Based on the stringent editorial guidelines set forth by Yahoo’s paid inclusion program, the search results are easier to read. The results also are just as much, if not more, relevant than results found by a search engine’s crawler.

With paid inclusion, advertisers don’t have to wait for search engines to crawl their Web sites. Instead, product pages on their site or catalog feed automatically into Yahoo’s “natural/organic” search results. Advertisers typically pay on a cost-per-click basis.

Professionally managed paid inclusion programs benefit e-commerce companies in several important ways. They:

· Let advertisers systematically update product pages every 24 hours.

· Guarantee that specific product pages are indexed.

· Display creative content (titles and descriptions) clearly and concisely in search engine results versus relying on spiders, which may display less accurate information.

· Deliver prospective customers to a Web site, often for a lower cost than pay-per-click ad programs where the auction model drives up cost-per-click costs.

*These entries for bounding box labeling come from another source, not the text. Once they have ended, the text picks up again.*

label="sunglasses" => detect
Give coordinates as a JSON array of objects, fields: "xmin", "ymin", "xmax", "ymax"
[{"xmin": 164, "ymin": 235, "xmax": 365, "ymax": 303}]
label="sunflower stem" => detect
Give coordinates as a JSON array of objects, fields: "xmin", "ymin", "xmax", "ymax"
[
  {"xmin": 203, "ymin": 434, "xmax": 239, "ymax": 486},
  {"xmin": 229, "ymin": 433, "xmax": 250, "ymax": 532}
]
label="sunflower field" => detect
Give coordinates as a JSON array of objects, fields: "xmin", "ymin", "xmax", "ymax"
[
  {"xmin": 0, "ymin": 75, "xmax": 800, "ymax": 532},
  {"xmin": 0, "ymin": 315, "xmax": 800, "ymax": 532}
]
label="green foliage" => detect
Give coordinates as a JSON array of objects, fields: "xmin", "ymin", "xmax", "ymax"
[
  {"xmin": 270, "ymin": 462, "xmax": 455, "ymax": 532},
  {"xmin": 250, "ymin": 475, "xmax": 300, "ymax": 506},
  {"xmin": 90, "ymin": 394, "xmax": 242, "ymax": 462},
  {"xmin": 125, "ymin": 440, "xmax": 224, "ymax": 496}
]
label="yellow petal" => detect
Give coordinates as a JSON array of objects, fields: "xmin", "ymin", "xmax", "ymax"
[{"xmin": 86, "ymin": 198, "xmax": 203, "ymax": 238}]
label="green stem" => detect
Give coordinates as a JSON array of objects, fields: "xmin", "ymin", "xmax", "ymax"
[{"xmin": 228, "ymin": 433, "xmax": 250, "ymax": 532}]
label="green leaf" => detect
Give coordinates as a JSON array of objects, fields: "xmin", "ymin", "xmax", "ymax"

Here’s how paid inclusion benefits one specialty online retailer. TruckXpressions uses the Internet to sell truck accessories and parts with a catalog containing 15,000 products. The company uses paid inclusion as part of its search marketing to feed hot new products and best sellers into search engine results.

In the past three months, TruckXpressions has acquired more than 50,000 new customer prospects through the top organic results it attained through paid inclusion. It says it continues to enjoy a high return on advertising spending.

Here are my predictions about how paid inclusion will evolve in the coming year:

· Don’t be surprised to see MSN introduce its own version of a paid inclusion program.

· Both search engines and search marketing agencies will apply new XML feed technology to deliver clear, organized results to other areas in search, like shopping search and news search.

· Many e-commerce customers will add more graphics, audio and video to their product feeds as a way to bring products to life.